Every morning at 5.15am, long before the house fills with tour groups, Mr Tsoukalas watches the sunrise from the northern foyer before beginning his day fretting about wear and tear, corrosion and fungus invading the roof tiles.

“It’s so peaceful, you’ve got the time to think and remember. I think about how it was and how it has become. How the city, Kirribilli, the Botanical Gardens were. It’s so different and you try to bring memories back and you pass your time, sometimes with tears. There are sad moments because time is running out. I don’t want to lose this job, this building. I saw the Opera House from the boat when I arrived here, I thought the building was something unbelievable” he said.

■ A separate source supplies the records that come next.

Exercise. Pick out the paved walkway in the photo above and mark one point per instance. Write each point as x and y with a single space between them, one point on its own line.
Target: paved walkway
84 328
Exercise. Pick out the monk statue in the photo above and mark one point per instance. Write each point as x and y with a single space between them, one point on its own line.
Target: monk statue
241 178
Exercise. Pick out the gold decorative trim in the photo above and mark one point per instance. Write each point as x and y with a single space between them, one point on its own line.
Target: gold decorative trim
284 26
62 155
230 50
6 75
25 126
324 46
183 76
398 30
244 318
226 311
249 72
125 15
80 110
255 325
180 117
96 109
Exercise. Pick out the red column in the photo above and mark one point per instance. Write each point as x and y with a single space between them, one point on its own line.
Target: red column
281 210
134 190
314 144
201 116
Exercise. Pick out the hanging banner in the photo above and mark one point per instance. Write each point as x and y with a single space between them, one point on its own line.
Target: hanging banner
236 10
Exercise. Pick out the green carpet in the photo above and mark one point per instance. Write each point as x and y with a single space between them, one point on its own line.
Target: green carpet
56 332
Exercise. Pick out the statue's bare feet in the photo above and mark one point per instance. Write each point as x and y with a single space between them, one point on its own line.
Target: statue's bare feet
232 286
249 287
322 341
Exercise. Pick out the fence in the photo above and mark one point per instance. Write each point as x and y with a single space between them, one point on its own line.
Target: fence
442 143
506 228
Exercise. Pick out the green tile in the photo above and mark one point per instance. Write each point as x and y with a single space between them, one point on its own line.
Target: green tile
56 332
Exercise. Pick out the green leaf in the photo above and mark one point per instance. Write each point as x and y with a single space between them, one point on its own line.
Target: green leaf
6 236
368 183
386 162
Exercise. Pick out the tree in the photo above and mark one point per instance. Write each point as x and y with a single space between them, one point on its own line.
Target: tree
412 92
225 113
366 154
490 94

When he started as a scaffolder at 23, little did he know then that one of the most iconic buildings in the world would become his life’s work.

“It was a dangerous job because you worked so high, I started here in 1968, the same year I married my darling, and for the past 47 years we’re been together. I don’t want to retire because, when you are in love, it’s deep in your heart. If you love the building, you have to think about the building” he added in an interview at news.com.au

Mr Tsoukalas, who has been asked to train a new generation of Opera House caretakers, fears no one can feel the same way about the job.

An environmental sustainability plan implemented by the Sydney Opera House since 2010 came to fruition last month, with the iconic building scoring a four-star performance rating by the Green Building Council of Australia (GBCA) and Mr Tsoukalas has every reason to boast about his contribution to the achievement.